Mungkin yang perlu diantisipasi adalah implikasi dari pergeseran negara asal impor tersebut ke AS. Pertama, harga barang impor (landed price) berpotensi menjadi lebih mahal, karena faktor jarak yang lebih jauh. Kedua, aspek kelancaran pasokan, karena faktor geopolitik.
Nah, agar kebijakan impor tersebut dapat dijalankan maka payung hukum bagi pelaku usaha yang menjalankan program pemerintah tersebut perlu dipersiapkan. Tujuannya adalah untuk memberikan kepastian hukum agar di kemudian hari tidak menimbulkan implikasi hukum bagi pelaku usaha (BUMN dan swasta) yang menjalankannya.
Dengan terbukanya akses penuh terhadap produk AS, khususnya barang modal dan barang antara (intermediate goods), Indonesia sebenarnya berpeluang memperoleh keuntungan lainnya. Keuntungan tersebut berupa kesempatan untuk mengimpor teknologi maju, peralatan investasi, produk teknologi informasi dan komunikasi (TIK), serta produk bernilai tambah tinggi lainnya dengan harga yang lebih kompetitif.
Namun demikian, tentunya kesempatan ini tidak diartikan sebagai relaksasi atau pelonggaran terhadap Tingkat Komponen Dalam Negeri (TKDN) secara penuh. Dalam koridor tertentu, kebijakan terkait impor dari AS, tetap perlu diimbangi dengan upaya melindungi perkembangan industri dalam negeri melalui kebijakan TKDN.
Berdasarkan analisa di atas, dapat diambil kesimpulan bahwa Indonesia dalam posisi yang relatif diuntungkan dengan tarif impor resiprokal sebesar 19% tersebut. Dengan catatan bahwa posisi tarif resiprokal yang diperoleh negara lain tidak berubah sampai dengan tanggal berlaku efektif, 1 Agustus 2025.
Kebijakan tarif impor resiprokal tersebut semestinya menjadi pendorong untuk mempercepat pemulihan ekonomi kita, khususnya sektor manufaktur. Sekaligus juga seharusnya menjadi momentum untuk mendorong masuknya investasi dalam rangka mempercepat monetisasi dari berbagai infrastruktur yang telah kita bangun seperti infrastruktur konektivitas, kawasan industri, kawasan ekonomi khusus (KEK), dan lain-lain.

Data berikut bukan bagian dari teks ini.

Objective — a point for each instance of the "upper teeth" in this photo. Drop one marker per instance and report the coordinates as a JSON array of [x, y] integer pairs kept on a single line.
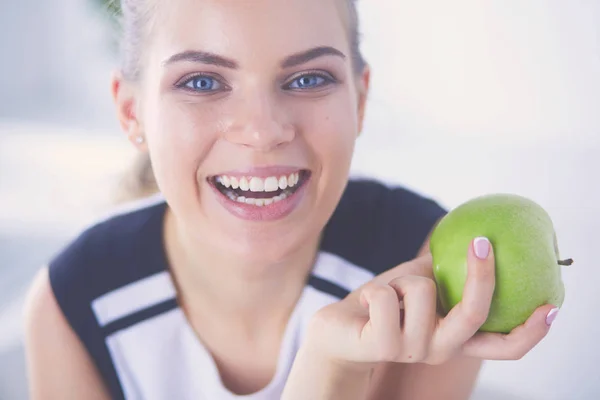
[[256, 184]]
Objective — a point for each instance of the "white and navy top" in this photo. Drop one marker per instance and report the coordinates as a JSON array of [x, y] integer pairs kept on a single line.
[[114, 287]]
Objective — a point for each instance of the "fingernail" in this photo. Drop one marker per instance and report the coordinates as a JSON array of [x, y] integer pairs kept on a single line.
[[481, 245], [551, 316]]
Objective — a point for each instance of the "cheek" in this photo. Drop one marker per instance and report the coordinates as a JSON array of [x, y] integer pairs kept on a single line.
[[180, 136], [331, 133]]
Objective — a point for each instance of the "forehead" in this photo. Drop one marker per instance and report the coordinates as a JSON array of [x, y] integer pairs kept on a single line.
[[248, 30]]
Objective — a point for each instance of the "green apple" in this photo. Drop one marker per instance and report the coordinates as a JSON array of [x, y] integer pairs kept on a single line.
[[527, 262]]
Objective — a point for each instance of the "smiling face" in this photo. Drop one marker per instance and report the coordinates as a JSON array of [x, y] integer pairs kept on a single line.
[[250, 112]]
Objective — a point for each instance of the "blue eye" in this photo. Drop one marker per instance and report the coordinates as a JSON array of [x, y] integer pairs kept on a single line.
[[309, 81], [202, 84]]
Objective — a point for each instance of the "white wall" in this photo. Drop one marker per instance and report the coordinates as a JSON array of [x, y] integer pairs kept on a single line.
[[468, 98]]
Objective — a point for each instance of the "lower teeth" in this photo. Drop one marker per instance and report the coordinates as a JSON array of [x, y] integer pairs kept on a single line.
[[257, 202]]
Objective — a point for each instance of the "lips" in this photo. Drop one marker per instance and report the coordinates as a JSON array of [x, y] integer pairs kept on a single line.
[[260, 194]]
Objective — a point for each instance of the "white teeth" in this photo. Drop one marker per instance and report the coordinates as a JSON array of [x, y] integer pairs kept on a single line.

Tentunya, upaya negosiasi dengan AS tidak berhenti dengan diperolehnya tarif resiprokal yang lebih rendah. Proses negosiasi dengan AS lainnya harus terus dilakukan untuk memaksimalkan hubungan ekonomi yang semakin baik dengan AS.
Mudah-mudahan, kebijakan tarif resiprokal ini justru menjadi momentum yang positif bagi perekonomian Indonesia, di tengah berbagai analisis yang cenderung memberikan wajah suram terhadap prospek ekonomi global pascakebijakan tarif Trump tersebut.